Beneficiaries are first chosen on the life insurance application, but can later be changed with a form, or letter of instruction submitted to the insurance company. If you need a beneficiary change form, be sure to contact your life insurance company.
Changing A Beneficiary
A beneficiary to a life insurance contract can normally be changed by the owner any time before the insured’s death, while the contract is in force. This is normally a simple process, requiring only a short beneficiary change form submitted to the insurance company. Sometimes a letter of instruction will be accepted if it is signed by the insured, but it may need to be notarized. A life insurance agent may also be able to assist in changing a beneficiary.
Beneficiaries are not required to agree to become beneficiaries, nor are they able to prevent themselves from being revoked as a beneficiary. While almost all life insurance beneficiaries are revocable, non-revocable beneficiaries can exist (meaning they can not be changed after being named) on some life insurance contracts.
Do Beneficiaries Pay Taxes on Life insurance Policies?
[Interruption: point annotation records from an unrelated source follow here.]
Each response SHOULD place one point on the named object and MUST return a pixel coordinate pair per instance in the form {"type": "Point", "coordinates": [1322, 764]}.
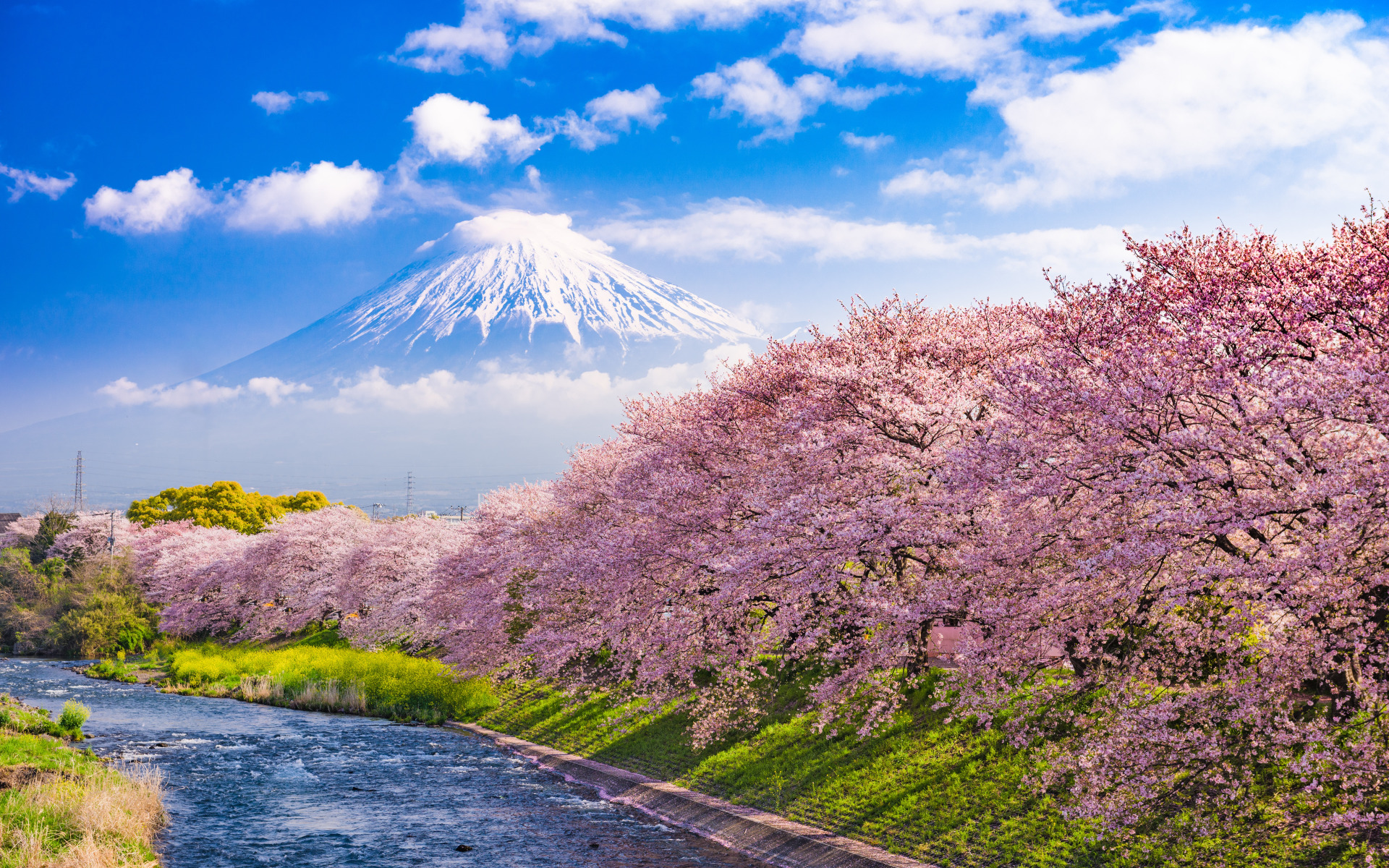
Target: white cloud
{"type": "Point", "coordinates": [747, 229]}
{"type": "Point", "coordinates": [163, 203]}
{"type": "Point", "coordinates": [933, 36]}
{"type": "Point", "coordinates": [274, 388]}
{"type": "Point", "coordinates": [496, 30]}
{"type": "Point", "coordinates": [1191, 101]}
{"type": "Point", "coordinates": [192, 393]}
{"type": "Point", "coordinates": [553, 395]}
{"type": "Point", "coordinates": [281, 102]}
{"type": "Point", "coordinates": [274, 103]}
{"type": "Point", "coordinates": [916, 36]}
{"type": "Point", "coordinates": [33, 182]}
{"type": "Point", "coordinates": [323, 196]}
{"type": "Point", "coordinates": [610, 114]}
{"type": "Point", "coordinates": [459, 131]}
{"type": "Point", "coordinates": [620, 107]}
{"type": "Point", "coordinates": [868, 143]}
{"type": "Point", "coordinates": [755, 90]}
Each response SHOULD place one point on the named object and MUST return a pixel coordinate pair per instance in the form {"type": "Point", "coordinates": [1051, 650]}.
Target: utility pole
{"type": "Point", "coordinates": [77, 486]}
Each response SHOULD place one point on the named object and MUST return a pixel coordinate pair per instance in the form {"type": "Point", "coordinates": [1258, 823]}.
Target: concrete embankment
{"type": "Point", "coordinates": [762, 835]}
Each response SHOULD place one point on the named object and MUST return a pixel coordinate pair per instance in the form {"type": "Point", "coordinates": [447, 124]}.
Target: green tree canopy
{"type": "Point", "coordinates": [221, 504]}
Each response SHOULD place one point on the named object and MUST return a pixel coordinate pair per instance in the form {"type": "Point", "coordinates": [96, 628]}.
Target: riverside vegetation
{"type": "Point", "coordinates": [321, 673]}
{"type": "Point", "coordinates": [66, 809]}
{"type": "Point", "coordinates": [74, 605]}
{"type": "Point", "coordinates": [1150, 513]}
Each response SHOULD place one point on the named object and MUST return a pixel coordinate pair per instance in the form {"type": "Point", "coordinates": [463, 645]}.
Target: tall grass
{"type": "Point", "coordinates": [66, 810]}
{"type": "Point", "coordinates": [381, 684]}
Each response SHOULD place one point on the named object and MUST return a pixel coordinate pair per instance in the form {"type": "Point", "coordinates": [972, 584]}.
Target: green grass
{"type": "Point", "coordinates": [313, 674]}
{"type": "Point", "coordinates": [17, 717]}
{"type": "Point", "coordinates": [940, 792]}
{"type": "Point", "coordinates": [66, 807]}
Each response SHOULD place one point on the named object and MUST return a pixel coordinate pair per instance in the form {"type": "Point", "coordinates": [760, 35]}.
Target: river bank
{"type": "Point", "coordinates": [933, 788]}
{"type": "Point", "coordinates": [64, 807]}
{"type": "Point", "coordinates": [250, 783]}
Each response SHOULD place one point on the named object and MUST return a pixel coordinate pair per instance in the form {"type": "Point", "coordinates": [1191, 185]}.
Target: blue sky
{"type": "Point", "coordinates": [191, 181]}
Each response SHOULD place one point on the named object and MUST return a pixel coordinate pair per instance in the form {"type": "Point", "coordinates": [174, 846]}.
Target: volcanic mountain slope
{"type": "Point", "coordinates": [522, 289]}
When taken as a lump sum, a life insurance death benefit is usually not considered taxable income. However, there are instances in which you might owe some tax.
For example, if the beneficiary chooses to receive the death benefit in installment payments or as a life insurance annuity, or if the policy owner designates that the benefit be paid in installments, any interest the insurer pays on top of the death benefit would be considered taxable income.
Also, if your death benefit is paid to your estate instead of to an individual or entity, it may be subject to estate taxes—though in 2021, estates worth less than $11.7 million are exempt.